Yamaguchi Sensei loved his coffee and tobacco. In his later years he managed to stay away from the coffee well enough, but he was just too fond of the tobacco. He also loved to talk, which he could do for four or five hours at a stretch. Given his quick mind and strict position and views on aikido, I think there were many people who were at their wit’s end with his conversation and simply avoided going with him to his favorite coffee shops. That’s the kind of teacher he was, but for my part, whenever I could spare the time, I always went with him.

Back in my university days I was training under all the teachers at the Hombu Dojo. I knew that they were all very powerful, but I had no way to judge marvelous technique when I encountered it, so I didn’t notice anything special about Yamaguchi Sensei’s training. I listened to all the teachers’ instructions and explanations, but I never thought particularly deeply about them, and I continued to barrel my way through each practice, relying on strength and generally training in my own self-indulgent way.

After about ten years, however, I began to have doubts about my way of training.
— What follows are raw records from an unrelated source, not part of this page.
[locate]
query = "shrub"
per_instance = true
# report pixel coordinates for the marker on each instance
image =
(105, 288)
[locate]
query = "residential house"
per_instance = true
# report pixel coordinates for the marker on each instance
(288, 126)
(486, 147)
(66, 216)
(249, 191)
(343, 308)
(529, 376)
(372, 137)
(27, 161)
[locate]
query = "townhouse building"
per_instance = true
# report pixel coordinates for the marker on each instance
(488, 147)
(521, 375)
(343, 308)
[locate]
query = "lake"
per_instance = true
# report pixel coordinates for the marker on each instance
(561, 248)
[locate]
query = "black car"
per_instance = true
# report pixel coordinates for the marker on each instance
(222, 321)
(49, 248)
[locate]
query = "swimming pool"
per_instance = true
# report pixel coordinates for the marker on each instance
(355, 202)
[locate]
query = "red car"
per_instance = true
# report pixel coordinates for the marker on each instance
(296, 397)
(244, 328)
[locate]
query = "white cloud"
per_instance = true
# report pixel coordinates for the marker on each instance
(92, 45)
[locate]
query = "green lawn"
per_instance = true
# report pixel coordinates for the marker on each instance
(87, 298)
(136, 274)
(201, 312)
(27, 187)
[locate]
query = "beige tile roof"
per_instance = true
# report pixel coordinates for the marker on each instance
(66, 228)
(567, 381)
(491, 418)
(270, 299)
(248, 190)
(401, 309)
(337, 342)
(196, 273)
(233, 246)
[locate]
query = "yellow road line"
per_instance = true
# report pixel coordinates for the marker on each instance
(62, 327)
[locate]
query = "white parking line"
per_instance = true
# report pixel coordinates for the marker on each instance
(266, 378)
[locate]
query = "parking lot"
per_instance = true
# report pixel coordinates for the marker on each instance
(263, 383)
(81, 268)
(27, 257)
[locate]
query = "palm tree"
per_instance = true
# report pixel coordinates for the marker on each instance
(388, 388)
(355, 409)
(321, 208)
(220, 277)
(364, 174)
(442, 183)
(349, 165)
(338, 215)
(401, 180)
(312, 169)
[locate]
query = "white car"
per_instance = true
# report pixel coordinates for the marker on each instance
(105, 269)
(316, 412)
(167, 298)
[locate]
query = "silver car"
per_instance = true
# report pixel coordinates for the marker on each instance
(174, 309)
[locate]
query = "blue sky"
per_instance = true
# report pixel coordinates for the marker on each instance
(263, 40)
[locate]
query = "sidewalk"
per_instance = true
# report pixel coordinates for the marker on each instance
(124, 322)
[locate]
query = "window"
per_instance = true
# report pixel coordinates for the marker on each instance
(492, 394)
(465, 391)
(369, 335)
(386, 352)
It also happened that I injured my right shoulder so badly that I couldn’t even get on the mat. One day I happened to meet Yamaguchi Sensei in a coffee shop. He said something to me that turned my aikido around 180 degrees: “You’ve been doing aikido for ten years now, but now you have only your left arm to use, what are you going to do?”

His words had an impact on me, and from then on I made a point of attending his 5:30-6:30 training every Monday. I hardly went to any of the other teachers’ classes. After training under him for a while, I began to realize that there was indeed something different about his technique. My doubts and uncertainties about my own aikido began to dissolve as I realized that I had discovered a new direction.

About this new direction, Yamaguchi Sensei told me, “Even if you don’t understand it, just take my word for it and give it ten years or so…” Ten years seemed a disappointingly long time, but his words also gave me something to hope for. In any case it was an opportunity to make a new start in my training.

During practice, Yamaguchi Sensei would often have me take ukemi for him, while he gave various bits of advice and instruction. This instruction was not meant for me alone, of course, but the specific content of what he said and the way he said it seemed to be tailored for my benefit. As I took ukemi for him, I would do my best to feel what was happening and later I would try to recreate that same feeling in my own practice:

“Go ahead and give your partner your arm and do your technique.”

“Training that relies on muscle dulls the senses and prevents sharp technique.”

“Don’t pin your partner using strength.”

“Even if you don’t understand, just have faith and do it for ten years or so.”

“Focus your strength in your lower abdomen and take it out of your upper body.”

“The more your ki gathers, the more you have to release the strength from your upper body.”

“Techniques must always be concrete.”

“A person who hasn’t developed a degree of competence by their thirties will not progress any further.”

I guess there’s really not much point in listing all the things that Yamaguchi Sensei said, but my eyes used to shine when he turned his enthusiastic talk in my direction, and I used to prick up my ears and listen, trying hard not to miss a single word; 1 could hardly wait until the next practice.